Monday, October 13, 2008

Musical break:

Joselito - campanera - (ruiseñor)

It used to be a favourite of my parents, who danced the passa-doble with great skill and agility.

Joselito was a child star in Spain during the late fifties and sixties. Here is what Spain was like during those years:

The Spanish Miracle (Desarrollo) was the name given to the Spanish economic boom between 1959 and 1973. It is seen by some as the most remarkable positive legacy of the regime. During this period, Spain largely surpassed the per capita income that differentiates developed from underdeveloped countries and induced the development of a dominant middle class which was instrumental to the future establishment of democracy.

The boom was bolstered by economic reforms promoted by the so-called "technocrats", appointed by Franco, who put in place neo-liberal development policies from the International Monetary Fund. The technocrats were a new breed of economists who replaced the old, prone to isolationism, Falangist guard.

The implementation of these policies took the form of development plans (planes de Desarrollo) and it was largely a success: Spain enjoyed the second highest growth rate in the world, just after Japan, and became the ninth largest economy in the world, just after Canada. Spain joined the industrialized world, leaving behind the poverty and endemic underdevelopment it had experienced since the loss of the Spanish Empire in the 19th century.

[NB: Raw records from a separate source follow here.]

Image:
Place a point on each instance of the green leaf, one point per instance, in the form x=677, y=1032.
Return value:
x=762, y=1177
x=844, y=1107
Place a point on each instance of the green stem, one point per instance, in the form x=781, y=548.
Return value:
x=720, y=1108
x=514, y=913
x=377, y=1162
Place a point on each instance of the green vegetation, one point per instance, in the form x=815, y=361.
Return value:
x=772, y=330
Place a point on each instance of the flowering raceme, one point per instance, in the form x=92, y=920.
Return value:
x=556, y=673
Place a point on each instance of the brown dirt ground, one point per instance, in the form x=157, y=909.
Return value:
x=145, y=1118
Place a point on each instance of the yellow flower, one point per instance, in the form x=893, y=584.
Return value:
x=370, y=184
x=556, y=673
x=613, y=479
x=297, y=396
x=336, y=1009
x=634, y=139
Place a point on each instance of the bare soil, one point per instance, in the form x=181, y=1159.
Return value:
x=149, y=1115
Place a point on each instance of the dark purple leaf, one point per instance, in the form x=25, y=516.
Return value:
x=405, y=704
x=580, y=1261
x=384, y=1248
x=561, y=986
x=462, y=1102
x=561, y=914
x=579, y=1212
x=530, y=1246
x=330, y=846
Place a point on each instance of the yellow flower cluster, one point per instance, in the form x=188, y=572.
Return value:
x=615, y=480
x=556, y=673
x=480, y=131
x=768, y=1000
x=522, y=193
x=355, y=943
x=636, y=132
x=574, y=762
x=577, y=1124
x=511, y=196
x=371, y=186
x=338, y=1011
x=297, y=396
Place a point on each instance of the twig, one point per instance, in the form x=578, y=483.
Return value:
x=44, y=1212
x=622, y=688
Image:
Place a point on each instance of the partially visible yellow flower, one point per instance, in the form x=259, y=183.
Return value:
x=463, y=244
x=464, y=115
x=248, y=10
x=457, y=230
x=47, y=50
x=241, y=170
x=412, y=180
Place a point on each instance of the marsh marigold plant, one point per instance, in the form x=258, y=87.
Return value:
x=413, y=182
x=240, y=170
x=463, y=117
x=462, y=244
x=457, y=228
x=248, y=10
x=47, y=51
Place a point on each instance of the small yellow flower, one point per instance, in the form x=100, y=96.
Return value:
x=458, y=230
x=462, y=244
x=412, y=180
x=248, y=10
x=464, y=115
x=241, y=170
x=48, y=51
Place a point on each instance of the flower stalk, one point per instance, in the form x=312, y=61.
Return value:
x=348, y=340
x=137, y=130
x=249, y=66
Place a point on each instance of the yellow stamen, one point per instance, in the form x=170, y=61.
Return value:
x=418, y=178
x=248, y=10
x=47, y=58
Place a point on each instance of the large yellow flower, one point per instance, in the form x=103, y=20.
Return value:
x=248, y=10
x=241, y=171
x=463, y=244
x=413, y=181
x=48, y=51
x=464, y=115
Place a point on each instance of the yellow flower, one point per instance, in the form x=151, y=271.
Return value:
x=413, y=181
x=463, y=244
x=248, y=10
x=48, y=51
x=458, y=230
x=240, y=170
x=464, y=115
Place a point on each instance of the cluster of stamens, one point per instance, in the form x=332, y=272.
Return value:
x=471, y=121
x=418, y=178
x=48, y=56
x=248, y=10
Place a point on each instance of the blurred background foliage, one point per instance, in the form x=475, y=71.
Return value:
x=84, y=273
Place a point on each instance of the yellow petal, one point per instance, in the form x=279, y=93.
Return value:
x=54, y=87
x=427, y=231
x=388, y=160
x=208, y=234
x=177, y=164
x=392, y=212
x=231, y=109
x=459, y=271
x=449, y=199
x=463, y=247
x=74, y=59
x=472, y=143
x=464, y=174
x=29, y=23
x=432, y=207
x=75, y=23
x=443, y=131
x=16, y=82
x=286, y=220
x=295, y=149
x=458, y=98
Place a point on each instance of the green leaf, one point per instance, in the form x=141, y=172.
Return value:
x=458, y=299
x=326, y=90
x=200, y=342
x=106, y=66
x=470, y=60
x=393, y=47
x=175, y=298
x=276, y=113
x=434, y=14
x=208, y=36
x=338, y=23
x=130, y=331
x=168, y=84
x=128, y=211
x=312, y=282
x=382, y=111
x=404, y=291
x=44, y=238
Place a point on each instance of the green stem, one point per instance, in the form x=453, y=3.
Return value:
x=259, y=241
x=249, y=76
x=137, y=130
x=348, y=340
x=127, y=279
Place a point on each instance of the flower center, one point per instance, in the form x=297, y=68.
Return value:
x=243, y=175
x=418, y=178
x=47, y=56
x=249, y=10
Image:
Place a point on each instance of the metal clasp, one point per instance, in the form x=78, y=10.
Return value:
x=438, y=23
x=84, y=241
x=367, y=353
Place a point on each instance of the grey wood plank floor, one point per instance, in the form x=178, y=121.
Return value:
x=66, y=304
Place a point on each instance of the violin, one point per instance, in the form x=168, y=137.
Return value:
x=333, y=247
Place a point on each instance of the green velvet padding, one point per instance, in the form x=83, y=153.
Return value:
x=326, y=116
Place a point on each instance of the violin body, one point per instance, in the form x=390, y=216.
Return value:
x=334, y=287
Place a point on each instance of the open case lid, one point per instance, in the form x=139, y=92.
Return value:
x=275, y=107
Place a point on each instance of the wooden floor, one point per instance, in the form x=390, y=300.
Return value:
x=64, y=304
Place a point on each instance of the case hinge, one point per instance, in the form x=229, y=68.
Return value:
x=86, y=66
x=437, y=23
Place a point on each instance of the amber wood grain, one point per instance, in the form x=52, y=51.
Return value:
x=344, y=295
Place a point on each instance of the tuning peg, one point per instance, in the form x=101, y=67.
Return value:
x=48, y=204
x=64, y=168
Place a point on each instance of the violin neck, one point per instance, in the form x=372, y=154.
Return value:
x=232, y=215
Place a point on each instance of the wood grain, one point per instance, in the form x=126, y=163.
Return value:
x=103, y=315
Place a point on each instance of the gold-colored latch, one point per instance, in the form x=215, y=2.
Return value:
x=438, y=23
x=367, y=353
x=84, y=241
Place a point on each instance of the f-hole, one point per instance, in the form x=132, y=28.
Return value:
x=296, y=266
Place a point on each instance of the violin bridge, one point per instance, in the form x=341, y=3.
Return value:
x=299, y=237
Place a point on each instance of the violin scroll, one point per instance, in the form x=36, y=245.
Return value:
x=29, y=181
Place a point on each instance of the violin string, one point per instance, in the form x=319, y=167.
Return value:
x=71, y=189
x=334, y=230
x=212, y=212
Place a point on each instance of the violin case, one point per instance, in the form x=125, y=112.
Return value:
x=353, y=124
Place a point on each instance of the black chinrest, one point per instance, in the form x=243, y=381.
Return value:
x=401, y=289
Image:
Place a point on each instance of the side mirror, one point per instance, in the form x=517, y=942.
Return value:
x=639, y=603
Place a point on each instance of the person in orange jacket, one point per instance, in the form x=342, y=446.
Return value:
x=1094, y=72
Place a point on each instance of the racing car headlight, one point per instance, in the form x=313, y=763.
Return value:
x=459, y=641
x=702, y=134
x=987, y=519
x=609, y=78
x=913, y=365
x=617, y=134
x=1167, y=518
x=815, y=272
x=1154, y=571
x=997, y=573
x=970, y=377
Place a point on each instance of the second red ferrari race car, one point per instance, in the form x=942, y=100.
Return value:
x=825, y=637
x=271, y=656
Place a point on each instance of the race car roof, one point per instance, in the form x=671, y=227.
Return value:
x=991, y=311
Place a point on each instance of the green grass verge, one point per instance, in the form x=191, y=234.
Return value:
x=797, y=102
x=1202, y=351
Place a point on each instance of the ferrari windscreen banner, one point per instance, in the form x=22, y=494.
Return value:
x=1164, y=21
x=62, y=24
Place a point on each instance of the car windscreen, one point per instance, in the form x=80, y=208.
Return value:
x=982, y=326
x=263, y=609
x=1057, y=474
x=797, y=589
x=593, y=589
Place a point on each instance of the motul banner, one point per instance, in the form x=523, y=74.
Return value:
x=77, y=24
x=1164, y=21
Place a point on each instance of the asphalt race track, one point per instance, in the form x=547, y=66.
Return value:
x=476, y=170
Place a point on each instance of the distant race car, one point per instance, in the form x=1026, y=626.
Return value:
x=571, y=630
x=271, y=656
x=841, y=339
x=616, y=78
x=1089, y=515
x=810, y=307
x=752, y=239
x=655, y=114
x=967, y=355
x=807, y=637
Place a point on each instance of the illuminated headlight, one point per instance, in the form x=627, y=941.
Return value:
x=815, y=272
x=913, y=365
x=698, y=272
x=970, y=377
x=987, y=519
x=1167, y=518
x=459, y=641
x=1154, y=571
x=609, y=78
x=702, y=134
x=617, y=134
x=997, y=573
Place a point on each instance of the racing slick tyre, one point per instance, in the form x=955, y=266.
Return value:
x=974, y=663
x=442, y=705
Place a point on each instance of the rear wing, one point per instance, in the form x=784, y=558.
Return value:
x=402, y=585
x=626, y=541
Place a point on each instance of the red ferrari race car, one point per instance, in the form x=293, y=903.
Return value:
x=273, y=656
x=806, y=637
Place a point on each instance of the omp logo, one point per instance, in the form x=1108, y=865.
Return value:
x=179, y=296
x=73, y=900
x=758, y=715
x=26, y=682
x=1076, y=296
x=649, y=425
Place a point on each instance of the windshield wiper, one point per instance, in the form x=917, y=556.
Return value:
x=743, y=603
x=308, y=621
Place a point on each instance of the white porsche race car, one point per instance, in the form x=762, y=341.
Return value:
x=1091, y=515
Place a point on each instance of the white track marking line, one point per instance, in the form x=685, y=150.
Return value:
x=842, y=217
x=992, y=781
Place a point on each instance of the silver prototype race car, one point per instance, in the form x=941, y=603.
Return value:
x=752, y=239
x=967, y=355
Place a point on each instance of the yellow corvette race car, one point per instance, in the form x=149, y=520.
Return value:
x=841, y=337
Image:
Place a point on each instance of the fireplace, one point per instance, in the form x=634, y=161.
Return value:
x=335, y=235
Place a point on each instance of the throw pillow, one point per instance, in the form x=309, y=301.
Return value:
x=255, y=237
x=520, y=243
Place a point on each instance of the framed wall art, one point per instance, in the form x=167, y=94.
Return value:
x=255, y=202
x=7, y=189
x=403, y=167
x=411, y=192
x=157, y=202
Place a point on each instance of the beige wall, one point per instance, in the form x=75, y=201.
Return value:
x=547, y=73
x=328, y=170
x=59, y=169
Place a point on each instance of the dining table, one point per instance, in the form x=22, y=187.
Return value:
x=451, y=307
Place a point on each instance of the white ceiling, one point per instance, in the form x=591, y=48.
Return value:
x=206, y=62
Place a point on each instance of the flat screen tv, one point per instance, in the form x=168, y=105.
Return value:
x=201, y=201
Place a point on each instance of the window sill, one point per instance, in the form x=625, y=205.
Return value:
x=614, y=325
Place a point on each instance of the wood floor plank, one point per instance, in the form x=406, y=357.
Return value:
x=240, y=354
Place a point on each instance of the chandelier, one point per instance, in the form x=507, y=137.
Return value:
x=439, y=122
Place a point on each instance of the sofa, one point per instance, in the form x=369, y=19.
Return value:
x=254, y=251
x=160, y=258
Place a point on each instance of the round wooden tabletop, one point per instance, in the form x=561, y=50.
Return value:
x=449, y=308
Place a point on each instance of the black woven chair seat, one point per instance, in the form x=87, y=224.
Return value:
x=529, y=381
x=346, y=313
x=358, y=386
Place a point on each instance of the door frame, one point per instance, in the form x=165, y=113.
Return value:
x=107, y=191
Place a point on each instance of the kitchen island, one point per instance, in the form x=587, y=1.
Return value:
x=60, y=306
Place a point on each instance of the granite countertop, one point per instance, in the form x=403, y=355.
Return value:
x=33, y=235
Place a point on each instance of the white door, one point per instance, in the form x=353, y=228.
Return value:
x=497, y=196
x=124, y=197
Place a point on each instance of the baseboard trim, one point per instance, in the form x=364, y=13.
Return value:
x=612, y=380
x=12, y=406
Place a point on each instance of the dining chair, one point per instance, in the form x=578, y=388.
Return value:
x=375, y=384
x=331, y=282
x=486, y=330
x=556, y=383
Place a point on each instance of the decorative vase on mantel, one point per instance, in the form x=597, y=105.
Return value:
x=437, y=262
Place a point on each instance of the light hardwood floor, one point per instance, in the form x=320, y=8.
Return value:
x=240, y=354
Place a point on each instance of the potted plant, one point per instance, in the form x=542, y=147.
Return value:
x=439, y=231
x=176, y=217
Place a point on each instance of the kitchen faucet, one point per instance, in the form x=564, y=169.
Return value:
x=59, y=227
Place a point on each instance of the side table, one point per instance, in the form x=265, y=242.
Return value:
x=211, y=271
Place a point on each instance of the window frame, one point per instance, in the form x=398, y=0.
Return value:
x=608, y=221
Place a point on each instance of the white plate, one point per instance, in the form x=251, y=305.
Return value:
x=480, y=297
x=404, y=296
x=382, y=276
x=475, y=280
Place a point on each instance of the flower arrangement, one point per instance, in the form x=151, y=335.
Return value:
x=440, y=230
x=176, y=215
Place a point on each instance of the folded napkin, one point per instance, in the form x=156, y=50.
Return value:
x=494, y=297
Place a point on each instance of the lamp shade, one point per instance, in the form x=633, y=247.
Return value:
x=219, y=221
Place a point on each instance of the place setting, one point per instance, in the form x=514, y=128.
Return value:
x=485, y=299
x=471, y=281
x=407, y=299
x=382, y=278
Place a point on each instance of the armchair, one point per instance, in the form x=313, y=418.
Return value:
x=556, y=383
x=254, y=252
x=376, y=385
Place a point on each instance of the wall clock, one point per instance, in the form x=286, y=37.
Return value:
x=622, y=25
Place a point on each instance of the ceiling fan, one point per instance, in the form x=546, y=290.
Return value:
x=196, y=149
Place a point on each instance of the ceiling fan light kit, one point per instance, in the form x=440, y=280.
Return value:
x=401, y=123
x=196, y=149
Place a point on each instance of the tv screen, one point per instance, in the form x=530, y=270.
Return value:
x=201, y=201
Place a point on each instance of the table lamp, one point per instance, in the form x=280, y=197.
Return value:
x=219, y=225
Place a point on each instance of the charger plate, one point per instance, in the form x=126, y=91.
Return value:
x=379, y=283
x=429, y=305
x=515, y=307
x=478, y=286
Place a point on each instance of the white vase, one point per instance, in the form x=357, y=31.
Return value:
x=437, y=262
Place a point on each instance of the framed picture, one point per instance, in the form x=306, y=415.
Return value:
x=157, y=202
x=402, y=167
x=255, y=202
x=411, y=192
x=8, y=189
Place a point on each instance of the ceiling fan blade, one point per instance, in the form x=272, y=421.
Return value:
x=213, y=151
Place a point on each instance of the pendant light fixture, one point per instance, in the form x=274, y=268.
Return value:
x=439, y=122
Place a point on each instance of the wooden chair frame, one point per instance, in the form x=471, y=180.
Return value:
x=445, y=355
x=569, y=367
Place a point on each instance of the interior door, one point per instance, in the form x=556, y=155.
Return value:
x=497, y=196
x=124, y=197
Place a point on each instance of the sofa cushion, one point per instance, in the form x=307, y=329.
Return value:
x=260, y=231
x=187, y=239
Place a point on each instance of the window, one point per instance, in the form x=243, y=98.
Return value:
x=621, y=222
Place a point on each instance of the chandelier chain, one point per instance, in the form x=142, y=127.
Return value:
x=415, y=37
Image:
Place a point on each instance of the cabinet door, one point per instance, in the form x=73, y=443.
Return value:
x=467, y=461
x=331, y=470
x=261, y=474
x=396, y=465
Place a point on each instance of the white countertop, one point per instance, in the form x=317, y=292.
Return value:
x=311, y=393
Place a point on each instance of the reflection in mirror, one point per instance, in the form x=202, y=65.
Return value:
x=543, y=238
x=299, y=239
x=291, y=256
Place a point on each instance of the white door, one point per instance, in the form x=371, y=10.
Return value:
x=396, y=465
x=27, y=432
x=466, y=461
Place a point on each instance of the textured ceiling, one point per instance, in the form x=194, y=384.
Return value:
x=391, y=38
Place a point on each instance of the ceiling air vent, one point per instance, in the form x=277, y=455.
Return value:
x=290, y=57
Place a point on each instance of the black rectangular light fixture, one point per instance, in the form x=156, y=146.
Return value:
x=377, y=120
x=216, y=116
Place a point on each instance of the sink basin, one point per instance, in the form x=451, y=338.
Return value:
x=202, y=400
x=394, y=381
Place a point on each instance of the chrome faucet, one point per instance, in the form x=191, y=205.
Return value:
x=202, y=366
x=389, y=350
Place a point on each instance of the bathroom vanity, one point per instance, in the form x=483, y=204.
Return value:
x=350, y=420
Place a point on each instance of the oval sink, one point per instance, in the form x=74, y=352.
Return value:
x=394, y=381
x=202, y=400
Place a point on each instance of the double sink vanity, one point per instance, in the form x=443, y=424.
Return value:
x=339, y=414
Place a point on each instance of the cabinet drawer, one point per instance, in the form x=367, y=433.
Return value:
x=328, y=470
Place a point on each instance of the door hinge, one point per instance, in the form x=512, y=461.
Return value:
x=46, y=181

Although the economic growth produced noticeable improvements in Spanish living standards and the development of a middle class, Spain remained less economically advanced relative to the rest of Western Europe (with the exception of Portugal, Greece and Ireland). At the heyday of the Miracle, 1974, Spanish income per capita peaked at 79 percent of the Western European average, only to be reached again 25 years later, in 1999.

The 14 years of recovery led to an increase in (often unplanned) building on the periphery of the main Spanish cities to accommodate the new class of industrial workers brought by rural exodus, similar to the French banlieue.

The icon of the Desarrollo was the SEAT 600 (a license-built Italian Fiat 600) the first car for many Spanish working class families, produced by the Spanish factory SEAT or Sociedad Española de Automóviles de Turismo.